In my spare time I enjoy playing football, going out with my mates having a laugh and most of all hunting for females haha!

And with an outfit like that, I’m sure it’s pretty easy finding the ladies! What’s your favourite thing about working for the Skip Magazine?

Erm,  I love the banter and the laughs we have here and the millions of cups of tea I have the privilege of making everyone.

Ah, yes. How we will miss Dom’s brews. Seriously, this guy makes the best tea and coffee ever. Who or what are you going to miss about working here?

I am of course going to miss all the sexy ladies I get to work with ;) and all the friends I have met here … Even the grumpy old boss haha.

Well, don’t be a stranger Dom! You know where we are when you’re on leave! Do you think being a published Skip Hunk will change you in anyway?

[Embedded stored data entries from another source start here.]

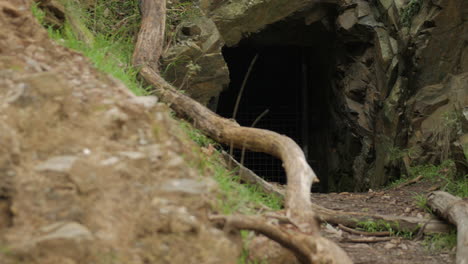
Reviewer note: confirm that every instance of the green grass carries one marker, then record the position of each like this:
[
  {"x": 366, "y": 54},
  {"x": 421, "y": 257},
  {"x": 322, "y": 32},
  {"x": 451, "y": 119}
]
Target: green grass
[
  {"x": 112, "y": 49},
  {"x": 234, "y": 196},
  {"x": 421, "y": 202},
  {"x": 383, "y": 226},
  {"x": 440, "y": 242},
  {"x": 444, "y": 174}
]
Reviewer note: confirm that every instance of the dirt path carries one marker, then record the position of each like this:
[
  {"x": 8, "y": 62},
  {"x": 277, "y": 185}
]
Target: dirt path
[{"x": 399, "y": 201}]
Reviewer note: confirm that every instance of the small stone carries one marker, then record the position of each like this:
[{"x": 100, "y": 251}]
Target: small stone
[
  {"x": 71, "y": 230},
  {"x": 132, "y": 155},
  {"x": 389, "y": 245},
  {"x": 57, "y": 164},
  {"x": 109, "y": 161}
]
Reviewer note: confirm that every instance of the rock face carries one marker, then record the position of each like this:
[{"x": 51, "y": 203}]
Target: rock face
[
  {"x": 399, "y": 66},
  {"x": 193, "y": 62}
]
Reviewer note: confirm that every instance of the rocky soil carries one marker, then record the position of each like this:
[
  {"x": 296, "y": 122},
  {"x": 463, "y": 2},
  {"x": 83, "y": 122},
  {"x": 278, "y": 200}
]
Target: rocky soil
[{"x": 88, "y": 172}]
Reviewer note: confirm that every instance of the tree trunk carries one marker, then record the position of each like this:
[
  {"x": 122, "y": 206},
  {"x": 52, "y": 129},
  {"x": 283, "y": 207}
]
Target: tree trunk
[{"x": 455, "y": 210}]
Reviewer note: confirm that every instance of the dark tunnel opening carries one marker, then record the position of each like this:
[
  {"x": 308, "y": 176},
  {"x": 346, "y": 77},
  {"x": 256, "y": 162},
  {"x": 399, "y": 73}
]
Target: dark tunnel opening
[{"x": 290, "y": 79}]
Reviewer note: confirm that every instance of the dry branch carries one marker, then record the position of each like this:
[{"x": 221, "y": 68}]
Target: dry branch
[
  {"x": 455, "y": 210},
  {"x": 415, "y": 180},
  {"x": 362, "y": 233},
  {"x": 349, "y": 219},
  {"x": 306, "y": 247},
  {"x": 300, "y": 175},
  {"x": 366, "y": 239}
]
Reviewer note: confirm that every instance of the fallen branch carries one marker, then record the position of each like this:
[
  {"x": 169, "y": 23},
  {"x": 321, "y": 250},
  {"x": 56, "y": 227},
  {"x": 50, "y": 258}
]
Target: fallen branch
[
  {"x": 306, "y": 247},
  {"x": 366, "y": 239},
  {"x": 362, "y": 233},
  {"x": 349, "y": 219},
  {"x": 300, "y": 175},
  {"x": 455, "y": 210}
]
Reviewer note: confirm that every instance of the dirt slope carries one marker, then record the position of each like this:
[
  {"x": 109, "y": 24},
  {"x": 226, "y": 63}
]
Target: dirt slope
[{"x": 88, "y": 172}]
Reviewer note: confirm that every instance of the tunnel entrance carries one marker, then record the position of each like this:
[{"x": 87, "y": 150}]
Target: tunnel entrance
[{"x": 290, "y": 79}]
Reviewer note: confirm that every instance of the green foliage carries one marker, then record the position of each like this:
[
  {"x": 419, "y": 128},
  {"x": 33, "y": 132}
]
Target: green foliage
[
  {"x": 241, "y": 198},
  {"x": 38, "y": 13},
  {"x": 409, "y": 11},
  {"x": 112, "y": 57},
  {"x": 196, "y": 135},
  {"x": 115, "y": 19},
  {"x": 244, "y": 257},
  {"x": 381, "y": 226},
  {"x": 180, "y": 11},
  {"x": 396, "y": 153},
  {"x": 421, "y": 202},
  {"x": 234, "y": 196},
  {"x": 112, "y": 49},
  {"x": 440, "y": 242},
  {"x": 444, "y": 173}
]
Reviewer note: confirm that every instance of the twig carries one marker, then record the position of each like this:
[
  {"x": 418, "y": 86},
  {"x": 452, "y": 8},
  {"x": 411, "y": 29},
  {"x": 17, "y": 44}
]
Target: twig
[
  {"x": 304, "y": 246},
  {"x": 415, "y": 180},
  {"x": 253, "y": 125},
  {"x": 244, "y": 82},
  {"x": 362, "y": 233},
  {"x": 366, "y": 239}
]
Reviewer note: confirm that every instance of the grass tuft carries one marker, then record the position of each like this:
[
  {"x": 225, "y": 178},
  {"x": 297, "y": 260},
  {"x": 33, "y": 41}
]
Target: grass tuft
[
  {"x": 112, "y": 49},
  {"x": 381, "y": 226},
  {"x": 440, "y": 242}
]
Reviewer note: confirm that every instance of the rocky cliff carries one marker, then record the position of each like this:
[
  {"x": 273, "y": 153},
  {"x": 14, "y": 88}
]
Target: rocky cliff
[{"x": 397, "y": 91}]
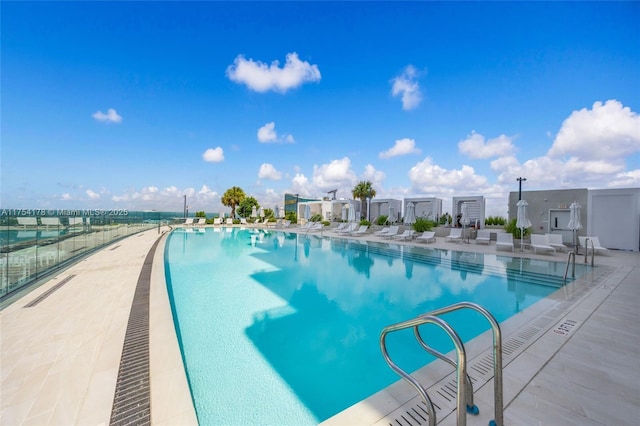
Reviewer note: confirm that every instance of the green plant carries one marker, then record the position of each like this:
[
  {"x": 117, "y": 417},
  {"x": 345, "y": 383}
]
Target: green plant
[
  {"x": 423, "y": 224},
  {"x": 515, "y": 231},
  {"x": 381, "y": 220}
]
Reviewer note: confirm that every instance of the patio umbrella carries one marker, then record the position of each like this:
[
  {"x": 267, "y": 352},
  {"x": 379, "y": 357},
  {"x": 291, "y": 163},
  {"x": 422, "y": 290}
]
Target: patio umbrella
[
  {"x": 574, "y": 222},
  {"x": 465, "y": 218},
  {"x": 522, "y": 220},
  {"x": 410, "y": 215}
]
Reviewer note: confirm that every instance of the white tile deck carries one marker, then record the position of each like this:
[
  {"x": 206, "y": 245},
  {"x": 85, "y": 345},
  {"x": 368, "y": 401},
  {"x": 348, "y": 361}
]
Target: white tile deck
[{"x": 59, "y": 359}]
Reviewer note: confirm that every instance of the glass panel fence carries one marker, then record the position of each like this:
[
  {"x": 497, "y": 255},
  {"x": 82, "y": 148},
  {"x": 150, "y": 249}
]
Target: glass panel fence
[{"x": 34, "y": 246}]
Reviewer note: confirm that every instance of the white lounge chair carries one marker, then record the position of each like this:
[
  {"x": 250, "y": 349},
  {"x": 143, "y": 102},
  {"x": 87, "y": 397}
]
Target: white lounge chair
[
  {"x": 483, "y": 236},
  {"x": 454, "y": 235},
  {"x": 427, "y": 237},
  {"x": 555, "y": 241},
  {"x": 540, "y": 242},
  {"x": 360, "y": 231},
  {"x": 596, "y": 244},
  {"x": 382, "y": 231},
  {"x": 27, "y": 221},
  {"x": 408, "y": 233},
  {"x": 504, "y": 240},
  {"x": 393, "y": 230}
]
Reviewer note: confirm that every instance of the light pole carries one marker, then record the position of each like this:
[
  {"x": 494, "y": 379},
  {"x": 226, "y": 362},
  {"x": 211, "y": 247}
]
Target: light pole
[
  {"x": 520, "y": 187},
  {"x": 184, "y": 208}
]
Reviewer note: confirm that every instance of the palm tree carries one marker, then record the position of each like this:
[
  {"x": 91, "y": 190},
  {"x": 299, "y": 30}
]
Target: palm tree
[
  {"x": 233, "y": 197},
  {"x": 363, "y": 190}
]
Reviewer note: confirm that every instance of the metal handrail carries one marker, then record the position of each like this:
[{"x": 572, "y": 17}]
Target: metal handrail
[
  {"x": 566, "y": 269},
  {"x": 464, "y": 390},
  {"x": 461, "y": 367},
  {"x": 586, "y": 250},
  {"x": 497, "y": 353}
]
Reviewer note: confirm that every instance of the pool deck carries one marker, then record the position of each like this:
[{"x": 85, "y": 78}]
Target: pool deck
[{"x": 60, "y": 356}]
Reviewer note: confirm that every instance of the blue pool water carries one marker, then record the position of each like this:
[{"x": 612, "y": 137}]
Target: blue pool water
[{"x": 280, "y": 328}]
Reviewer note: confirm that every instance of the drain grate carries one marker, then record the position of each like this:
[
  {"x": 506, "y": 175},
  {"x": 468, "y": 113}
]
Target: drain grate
[
  {"x": 132, "y": 399},
  {"x": 48, "y": 293}
]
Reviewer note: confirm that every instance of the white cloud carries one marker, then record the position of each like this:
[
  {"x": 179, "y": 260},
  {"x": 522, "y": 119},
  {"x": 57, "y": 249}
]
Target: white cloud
[
  {"x": 476, "y": 147},
  {"x": 213, "y": 155},
  {"x": 267, "y": 171},
  {"x": 110, "y": 117},
  {"x": 608, "y": 131},
  {"x": 92, "y": 194},
  {"x": 267, "y": 134},
  {"x": 406, "y": 85},
  {"x": 401, "y": 147},
  {"x": 262, "y": 77},
  {"x": 334, "y": 175},
  {"x": 427, "y": 177}
]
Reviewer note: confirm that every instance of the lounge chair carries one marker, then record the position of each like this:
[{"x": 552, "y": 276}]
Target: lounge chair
[
  {"x": 382, "y": 231},
  {"x": 555, "y": 241},
  {"x": 541, "y": 242},
  {"x": 349, "y": 229},
  {"x": 27, "y": 221},
  {"x": 393, "y": 230},
  {"x": 360, "y": 231},
  {"x": 454, "y": 235},
  {"x": 504, "y": 240},
  {"x": 407, "y": 234},
  {"x": 427, "y": 237},
  {"x": 51, "y": 221},
  {"x": 596, "y": 244},
  {"x": 483, "y": 236}
]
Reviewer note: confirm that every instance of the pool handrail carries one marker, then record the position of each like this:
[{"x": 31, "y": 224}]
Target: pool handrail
[{"x": 461, "y": 369}]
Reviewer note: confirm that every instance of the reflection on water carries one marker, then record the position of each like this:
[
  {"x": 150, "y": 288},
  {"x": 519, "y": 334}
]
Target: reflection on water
[{"x": 312, "y": 308}]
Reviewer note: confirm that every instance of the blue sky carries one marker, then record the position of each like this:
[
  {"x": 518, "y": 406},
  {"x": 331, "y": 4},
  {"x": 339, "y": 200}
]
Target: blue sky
[{"x": 133, "y": 105}]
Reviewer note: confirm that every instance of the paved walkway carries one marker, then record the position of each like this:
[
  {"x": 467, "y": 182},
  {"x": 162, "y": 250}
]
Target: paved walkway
[{"x": 60, "y": 357}]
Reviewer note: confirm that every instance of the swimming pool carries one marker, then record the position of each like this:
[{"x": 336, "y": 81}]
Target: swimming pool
[{"x": 283, "y": 328}]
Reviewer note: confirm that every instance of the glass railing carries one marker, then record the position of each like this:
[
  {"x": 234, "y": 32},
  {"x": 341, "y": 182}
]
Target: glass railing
[{"x": 32, "y": 247}]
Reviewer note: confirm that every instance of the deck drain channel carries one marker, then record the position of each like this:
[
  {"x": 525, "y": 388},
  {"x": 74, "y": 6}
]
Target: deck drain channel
[
  {"x": 132, "y": 399},
  {"x": 48, "y": 293}
]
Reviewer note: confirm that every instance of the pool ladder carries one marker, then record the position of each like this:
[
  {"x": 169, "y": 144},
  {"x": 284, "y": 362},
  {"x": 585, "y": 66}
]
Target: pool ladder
[{"x": 464, "y": 387}]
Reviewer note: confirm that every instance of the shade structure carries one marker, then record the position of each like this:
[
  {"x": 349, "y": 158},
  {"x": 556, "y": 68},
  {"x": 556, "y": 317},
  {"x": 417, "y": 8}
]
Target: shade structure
[
  {"x": 522, "y": 221},
  {"x": 410, "y": 214},
  {"x": 352, "y": 213},
  {"x": 574, "y": 221}
]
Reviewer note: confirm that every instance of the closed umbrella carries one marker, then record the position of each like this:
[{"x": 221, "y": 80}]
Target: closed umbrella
[
  {"x": 410, "y": 214},
  {"x": 574, "y": 222},
  {"x": 522, "y": 220},
  {"x": 465, "y": 218}
]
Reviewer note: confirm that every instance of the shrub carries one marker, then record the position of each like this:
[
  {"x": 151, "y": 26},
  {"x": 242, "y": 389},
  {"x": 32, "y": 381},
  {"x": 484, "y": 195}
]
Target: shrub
[
  {"x": 515, "y": 231},
  {"x": 422, "y": 225},
  {"x": 381, "y": 220}
]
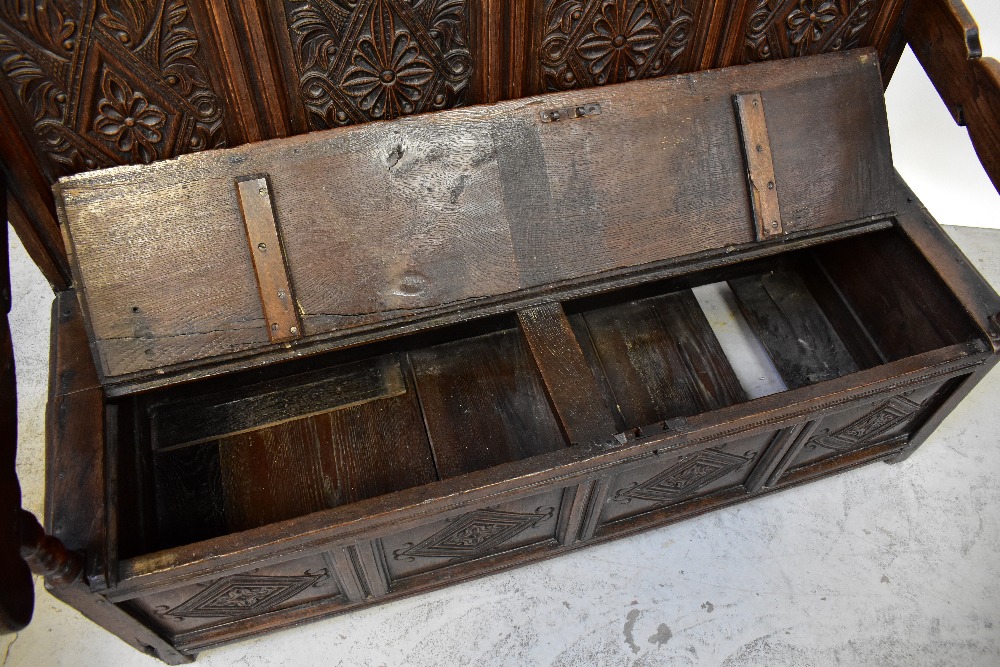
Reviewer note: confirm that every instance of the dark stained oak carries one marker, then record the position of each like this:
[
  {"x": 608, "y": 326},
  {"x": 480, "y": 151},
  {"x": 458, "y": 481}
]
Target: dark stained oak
[
  {"x": 483, "y": 402},
  {"x": 206, "y": 417},
  {"x": 517, "y": 204},
  {"x": 498, "y": 356},
  {"x": 793, "y": 327},
  {"x": 572, "y": 389},
  {"x": 660, "y": 358}
]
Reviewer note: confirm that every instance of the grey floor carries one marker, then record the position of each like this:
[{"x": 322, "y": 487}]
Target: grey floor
[{"x": 886, "y": 565}]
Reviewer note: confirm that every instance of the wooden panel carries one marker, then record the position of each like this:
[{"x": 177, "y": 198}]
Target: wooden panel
[
  {"x": 585, "y": 43},
  {"x": 793, "y": 327},
  {"x": 242, "y": 594},
  {"x": 571, "y": 386},
  {"x": 664, "y": 480},
  {"x": 121, "y": 82},
  {"x": 483, "y": 403},
  {"x": 206, "y": 417},
  {"x": 902, "y": 303},
  {"x": 472, "y": 535},
  {"x": 377, "y": 448},
  {"x": 864, "y": 426},
  {"x": 324, "y": 461},
  {"x": 761, "y": 30},
  {"x": 272, "y": 474},
  {"x": 516, "y": 204},
  {"x": 74, "y": 423},
  {"x": 190, "y": 504},
  {"x": 660, "y": 358},
  {"x": 354, "y": 61}
]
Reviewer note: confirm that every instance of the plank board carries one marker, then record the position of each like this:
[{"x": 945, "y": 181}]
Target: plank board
[
  {"x": 429, "y": 215},
  {"x": 659, "y": 357},
  {"x": 483, "y": 403},
  {"x": 572, "y": 389},
  {"x": 200, "y": 418},
  {"x": 792, "y": 326}
]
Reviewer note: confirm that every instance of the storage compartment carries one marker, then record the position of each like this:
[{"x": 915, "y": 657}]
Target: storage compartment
[{"x": 237, "y": 452}]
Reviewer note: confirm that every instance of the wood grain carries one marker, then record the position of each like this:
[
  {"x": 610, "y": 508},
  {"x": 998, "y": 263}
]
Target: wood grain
[
  {"x": 572, "y": 389},
  {"x": 276, "y": 296},
  {"x": 200, "y": 418},
  {"x": 325, "y": 460},
  {"x": 440, "y": 222},
  {"x": 793, "y": 328},
  {"x": 660, "y": 358},
  {"x": 904, "y": 306},
  {"x": 272, "y": 474},
  {"x": 760, "y": 167},
  {"x": 483, "y": 403}
]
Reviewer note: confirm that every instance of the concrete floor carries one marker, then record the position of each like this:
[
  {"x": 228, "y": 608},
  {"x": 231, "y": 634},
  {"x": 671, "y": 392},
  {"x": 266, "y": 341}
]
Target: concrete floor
[{"x": 886, "y": 565}]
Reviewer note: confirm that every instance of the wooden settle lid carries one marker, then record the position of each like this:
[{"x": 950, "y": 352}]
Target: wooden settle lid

Yes definitely, I am expecting a call from Calvin Klein underwear anytime now.

Yeah, apparently David Beckham’s looking for a body double – I’d get an agent as soon as possible. Before you go, tell us a joke.

I have loads of jokes but I wouldn’t want you to lose all your readers so I think I’d better keep them to myself. If anyone does want to hear jokes then go and buy a penguin chocolate bar!

Ah, good idea  – we’ll get the biccies, you put the kettle on…aw, we’ll miss you Dom. Good luck with life on the ocean wave!